But while this principle might once have made sense, it’s just naive today. Given both the radicalism of the majority party’s leadership and the ruthlessness with which it exercises its control of the Senate, Mr. Chafee’s personal environmentalism is nearly irrelevant when it comes to actual policy outcomes; the only thing that really matters for the issues the Sierra Club cares about is the “R” after his name.
Put it this way: If the Democrats gain only five rather than six Senate seats this November, Senator James Inhofe, who says that global warming is “the greatest hoax ever perpetrated on the American people,” will remain in his current position as chairman of the Senate Environment and Public Works Committee. And if that happens, the Sierra Club may well bear some of the responsibility.
Perhaps I’ve already blockquoted more than the Fair Use Doctrine allows, but it would be a worse transgression not to include Krugman’s final paragraph:
The fact is that in 1994, the year when radical Republicans took control both of Congress and of their own party, things fell apart, and the center did not hold. Now we’re living in an age of one-letter politics, in which a politician’s partisan affiliation is almost always far more important than his or her personal beliefs. And those who refuse to recognize this reality end up being useful idiots for those, like President Bush, who have been consistently ruthless in their partisanship.

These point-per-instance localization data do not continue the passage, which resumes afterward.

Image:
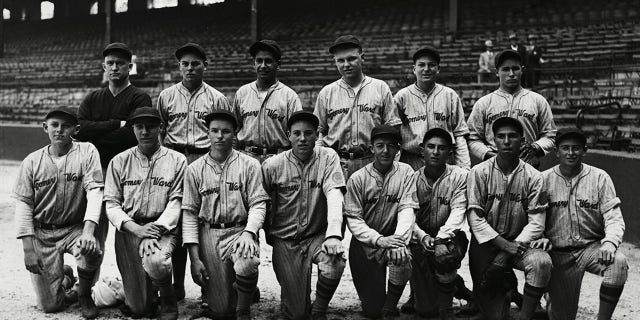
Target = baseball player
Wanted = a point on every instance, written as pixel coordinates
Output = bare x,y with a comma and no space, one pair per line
511,100
350,107
379,209
305,221
103,113
143,194
425,105
438,244
585,228
59,197
183,107
223,208
506,211
264,106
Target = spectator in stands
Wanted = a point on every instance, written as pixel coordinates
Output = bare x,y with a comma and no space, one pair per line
533,62
183,108
485,62
103,113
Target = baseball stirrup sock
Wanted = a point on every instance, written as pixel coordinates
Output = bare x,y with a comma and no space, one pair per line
245,285
325,288
609,297
530,298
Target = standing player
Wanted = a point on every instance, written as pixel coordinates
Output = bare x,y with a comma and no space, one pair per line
103,113
59,196
379,208
264,106
585,227
143,194
506,211
350,107
511,100
305,223
183,107
223,208
425,105
441,245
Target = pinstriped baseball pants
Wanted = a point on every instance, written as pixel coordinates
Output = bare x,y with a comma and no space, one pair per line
50,246
292,263
216,246
568,270
139,272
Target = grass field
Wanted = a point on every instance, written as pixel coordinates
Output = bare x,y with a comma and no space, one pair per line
17,300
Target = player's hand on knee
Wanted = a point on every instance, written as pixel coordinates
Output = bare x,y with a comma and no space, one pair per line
544,244
332,246
199,273
389,242
607,253
246,246
148,246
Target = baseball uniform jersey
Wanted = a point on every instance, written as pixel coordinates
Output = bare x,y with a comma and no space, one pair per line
263,116
422,111
529,107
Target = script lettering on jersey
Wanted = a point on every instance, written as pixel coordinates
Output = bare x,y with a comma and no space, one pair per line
73,176
586,204
159,181
39,184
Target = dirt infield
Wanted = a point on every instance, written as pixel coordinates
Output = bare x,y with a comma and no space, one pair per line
17,300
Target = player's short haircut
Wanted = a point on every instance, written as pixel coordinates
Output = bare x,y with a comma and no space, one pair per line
440,133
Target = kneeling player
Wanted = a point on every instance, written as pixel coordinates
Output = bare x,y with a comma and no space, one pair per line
223,208
506,212
379,208
59,193
441,191
143,195
585,227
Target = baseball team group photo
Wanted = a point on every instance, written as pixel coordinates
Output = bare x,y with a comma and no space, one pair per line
281,159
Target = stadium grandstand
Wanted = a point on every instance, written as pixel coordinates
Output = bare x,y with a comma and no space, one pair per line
51,49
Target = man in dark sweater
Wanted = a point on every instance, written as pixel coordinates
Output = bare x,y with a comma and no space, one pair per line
103,113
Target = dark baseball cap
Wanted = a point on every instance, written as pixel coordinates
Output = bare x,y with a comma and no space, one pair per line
266,45
144,112
507,122
383,130
427,51
221,114
567,133
506,54
191,48
65,111
346,41
117,47
440,133
303,115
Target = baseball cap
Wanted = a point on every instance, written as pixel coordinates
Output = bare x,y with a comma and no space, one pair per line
117,47
303,115
427,51
564,134
440,133
223,115
507,122
383,130
63,110
191,48
267,45
506,54
144,112
346,41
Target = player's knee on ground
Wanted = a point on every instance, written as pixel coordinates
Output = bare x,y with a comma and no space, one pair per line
330,267
246,266
537,268
615,275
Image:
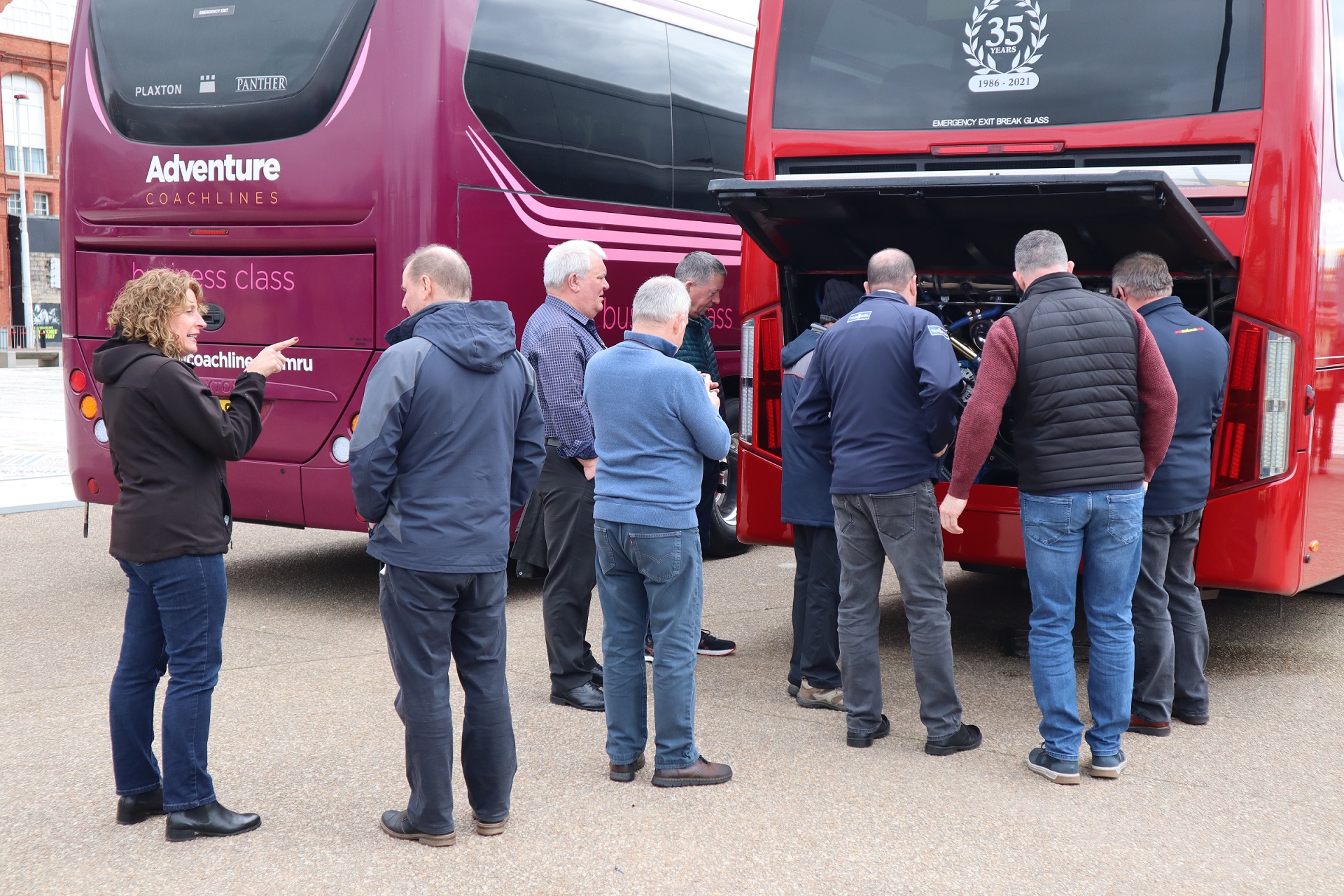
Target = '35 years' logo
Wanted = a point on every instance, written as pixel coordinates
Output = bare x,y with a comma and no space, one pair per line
1003,50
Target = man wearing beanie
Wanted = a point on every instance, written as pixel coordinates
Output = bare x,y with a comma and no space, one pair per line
806,503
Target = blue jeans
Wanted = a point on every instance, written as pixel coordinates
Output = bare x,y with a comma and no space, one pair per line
175,621
435,620
650,578
1102,530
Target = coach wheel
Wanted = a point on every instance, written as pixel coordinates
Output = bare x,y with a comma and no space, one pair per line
723,519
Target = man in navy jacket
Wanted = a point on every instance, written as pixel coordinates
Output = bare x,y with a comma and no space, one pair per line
449,445
806,503
881,400
1171,636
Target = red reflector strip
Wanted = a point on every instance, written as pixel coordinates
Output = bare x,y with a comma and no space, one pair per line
960,150
996,149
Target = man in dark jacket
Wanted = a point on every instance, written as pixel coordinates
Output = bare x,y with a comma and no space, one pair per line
881,400
1093,410
449,445
704,277
806,503
1171,636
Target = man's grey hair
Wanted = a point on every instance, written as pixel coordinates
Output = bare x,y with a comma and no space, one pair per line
573,257
442,265
1142,276
1041,250
890,269
660,301
699,267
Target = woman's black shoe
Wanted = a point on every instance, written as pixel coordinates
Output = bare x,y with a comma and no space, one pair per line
210,820
134,809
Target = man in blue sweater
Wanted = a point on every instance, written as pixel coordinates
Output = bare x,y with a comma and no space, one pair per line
1171,636
655,421
881,400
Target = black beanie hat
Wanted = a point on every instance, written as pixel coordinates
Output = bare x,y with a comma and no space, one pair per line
839,298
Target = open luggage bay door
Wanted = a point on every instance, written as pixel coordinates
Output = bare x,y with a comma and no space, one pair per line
969,222
961,229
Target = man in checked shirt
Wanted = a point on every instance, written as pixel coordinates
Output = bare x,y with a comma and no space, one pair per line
558,342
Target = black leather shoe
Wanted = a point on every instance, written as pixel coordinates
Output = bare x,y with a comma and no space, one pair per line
210,820
134,809
960,741
397,824
587,696
866,741
626,771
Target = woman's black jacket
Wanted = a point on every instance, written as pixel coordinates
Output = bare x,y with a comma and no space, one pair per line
169,440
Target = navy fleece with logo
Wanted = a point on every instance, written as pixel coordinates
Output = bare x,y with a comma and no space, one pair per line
449,440
881,397
1196,358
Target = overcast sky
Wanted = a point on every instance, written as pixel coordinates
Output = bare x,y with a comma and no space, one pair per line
743,10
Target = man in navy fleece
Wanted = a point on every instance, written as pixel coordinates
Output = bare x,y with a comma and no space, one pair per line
655,421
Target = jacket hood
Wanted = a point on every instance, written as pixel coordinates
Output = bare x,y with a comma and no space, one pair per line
794,351
112,359
476,335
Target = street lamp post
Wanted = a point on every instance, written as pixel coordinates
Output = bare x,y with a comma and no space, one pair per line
23,226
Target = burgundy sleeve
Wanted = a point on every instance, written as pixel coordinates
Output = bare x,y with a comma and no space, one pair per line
1158,396
986,409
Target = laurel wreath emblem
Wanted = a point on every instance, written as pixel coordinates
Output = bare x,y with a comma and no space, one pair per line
980,58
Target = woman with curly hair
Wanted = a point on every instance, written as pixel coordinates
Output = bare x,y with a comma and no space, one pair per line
169,440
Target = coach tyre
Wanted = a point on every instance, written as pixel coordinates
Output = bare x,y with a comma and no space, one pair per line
723,535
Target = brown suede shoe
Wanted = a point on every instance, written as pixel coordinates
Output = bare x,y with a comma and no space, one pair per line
1152,729
702,771
626,771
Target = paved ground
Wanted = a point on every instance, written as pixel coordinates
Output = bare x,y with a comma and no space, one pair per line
33,440
304,732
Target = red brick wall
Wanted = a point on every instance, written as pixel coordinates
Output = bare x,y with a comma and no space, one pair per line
46,62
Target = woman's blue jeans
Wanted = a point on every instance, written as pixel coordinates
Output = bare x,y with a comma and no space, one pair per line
1102,531
175,621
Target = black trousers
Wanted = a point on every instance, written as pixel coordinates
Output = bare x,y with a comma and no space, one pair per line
571,568
433,618
816,606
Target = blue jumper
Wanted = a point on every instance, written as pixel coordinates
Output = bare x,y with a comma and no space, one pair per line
654,424
1196,358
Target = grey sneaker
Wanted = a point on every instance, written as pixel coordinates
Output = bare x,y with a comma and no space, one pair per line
812,697
1062,771
1109,766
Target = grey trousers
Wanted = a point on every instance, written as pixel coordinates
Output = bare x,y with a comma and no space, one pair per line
1171,636
901,527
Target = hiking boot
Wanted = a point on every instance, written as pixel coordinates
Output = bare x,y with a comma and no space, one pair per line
1062,771
711,647
812,697
1108,766
1152,729
960,741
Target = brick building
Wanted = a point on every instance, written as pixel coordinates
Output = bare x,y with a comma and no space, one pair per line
34,48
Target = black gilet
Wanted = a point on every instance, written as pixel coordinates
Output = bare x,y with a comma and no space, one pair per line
1075,402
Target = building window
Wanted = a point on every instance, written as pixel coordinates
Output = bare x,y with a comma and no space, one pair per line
31,124
41,19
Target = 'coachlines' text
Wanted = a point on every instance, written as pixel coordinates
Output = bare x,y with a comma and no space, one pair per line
227,168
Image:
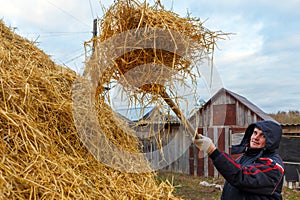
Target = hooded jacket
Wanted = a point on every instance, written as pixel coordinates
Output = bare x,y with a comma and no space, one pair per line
258,173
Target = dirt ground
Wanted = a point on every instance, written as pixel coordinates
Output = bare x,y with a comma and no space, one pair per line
191,187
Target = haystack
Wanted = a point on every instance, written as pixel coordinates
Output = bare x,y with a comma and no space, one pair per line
41,155
133,34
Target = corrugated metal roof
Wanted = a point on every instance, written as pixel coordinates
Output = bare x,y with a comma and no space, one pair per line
251,106
244,101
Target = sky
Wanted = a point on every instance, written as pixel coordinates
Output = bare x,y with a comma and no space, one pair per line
260,60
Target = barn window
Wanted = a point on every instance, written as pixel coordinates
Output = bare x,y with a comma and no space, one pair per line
224,114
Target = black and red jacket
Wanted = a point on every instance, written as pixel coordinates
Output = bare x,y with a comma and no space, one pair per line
258,173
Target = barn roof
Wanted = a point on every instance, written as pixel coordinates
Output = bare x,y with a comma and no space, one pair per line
244,101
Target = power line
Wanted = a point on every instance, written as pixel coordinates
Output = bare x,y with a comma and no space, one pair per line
91,9
68,13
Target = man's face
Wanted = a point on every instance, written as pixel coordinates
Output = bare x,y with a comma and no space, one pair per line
258,139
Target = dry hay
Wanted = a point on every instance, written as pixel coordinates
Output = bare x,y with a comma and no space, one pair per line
141,34
41,154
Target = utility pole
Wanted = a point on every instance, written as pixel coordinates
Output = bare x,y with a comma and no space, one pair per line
95,33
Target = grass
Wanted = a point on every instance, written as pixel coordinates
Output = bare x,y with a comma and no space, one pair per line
189,188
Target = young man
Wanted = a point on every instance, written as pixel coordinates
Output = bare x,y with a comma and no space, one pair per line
258,173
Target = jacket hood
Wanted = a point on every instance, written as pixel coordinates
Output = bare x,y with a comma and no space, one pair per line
270,129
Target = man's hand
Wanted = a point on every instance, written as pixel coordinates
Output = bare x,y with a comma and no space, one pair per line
204,144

I for one do not wish to be a “useful idiot” and that explains why I work so hard to elect Democrats — not because I have any particular allegiance to the Democratic Party, but because I understand it is the only way to enact progressive policies while fending off political attacks from the right. This is the political world we live in, and those who ignore the letter next to a candidate’s name on the ballot are ignoring political reality.
I’m not saying this is a good thing — it’s just the way things are.